# Awesome Pro Shoot of Wills 'Series 3' 33 GTR before she sold...



## Wills_GunR33 (May 16, 2009)

Afternoon guys,

Just before Ricky, K4hn4ge, picked up my 33, i thought i would surprise him and also treat myself to a little pro photoshoot of the old girl. 

The chap who did it is a local friend of a friend who had a lot of fun with exposures etc... really pleased with the shots and they remind me what an awesome car it is. Sooo many people stopped to have a chat about the car during the shoot, just astonishing how much attention these beasts get. :smokin:

Anyway hope you enjoy them, apologies its a link to the gallery rather than uploaded straight to the page, however i hope you agree its worth it 

Skyline

I already hear Ricky is having alot of fun with the car which is great news. Certainly had alot of fun doing these pics, it was a dream come true to have a car worthy, well i think so, of a photoshoot. :chuckle:

Thanks

Wills


----------



## asiasi (Dec 22, 2007)

I looked at it when it was for sale,very cool car,no wonder it sold pretty quick.
Just make sure the new owner looks after her :chuckle:


----------



## David-R (Feb 25, 2010)

Cracking pics Wills- bet you miss her now!


----------



## WillRobDon (Jul 29, 2006)

Lovely mate, where were they taken?


----------



## nelly010 (Oct 30, 2008)

unreal


----------



## Wills_GunR33 (May 16, 2009)

willrobdon said:


> Lovely mate, where were they taken?



The outside shots were taken outside the pump rooms in Bath and the car park ones in the new Southgate multi story car park, again bath.

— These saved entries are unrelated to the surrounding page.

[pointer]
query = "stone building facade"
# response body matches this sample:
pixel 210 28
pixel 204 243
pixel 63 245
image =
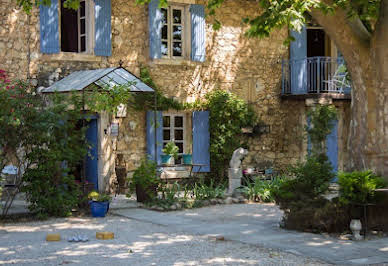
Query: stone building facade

Being brand spanking new, that multi story is an awesome place to picture a car. Really clean location. :smokin:


----------



## Wills_GunR33 (May 16, 2009)

David-R said:


> Cracking pics Wills- bet you miss her now!



Cheers buddy, yeah missing her just a bit. Hows the 34 treating you? still got your awesome 32 as well? :bowdown1:


----------



## fourtoes (Feb 27, 2003)

Looks great Will, bet those pics make it harder to have parted with such a cracking car?
How's the saving for the new toy going?

bob


----------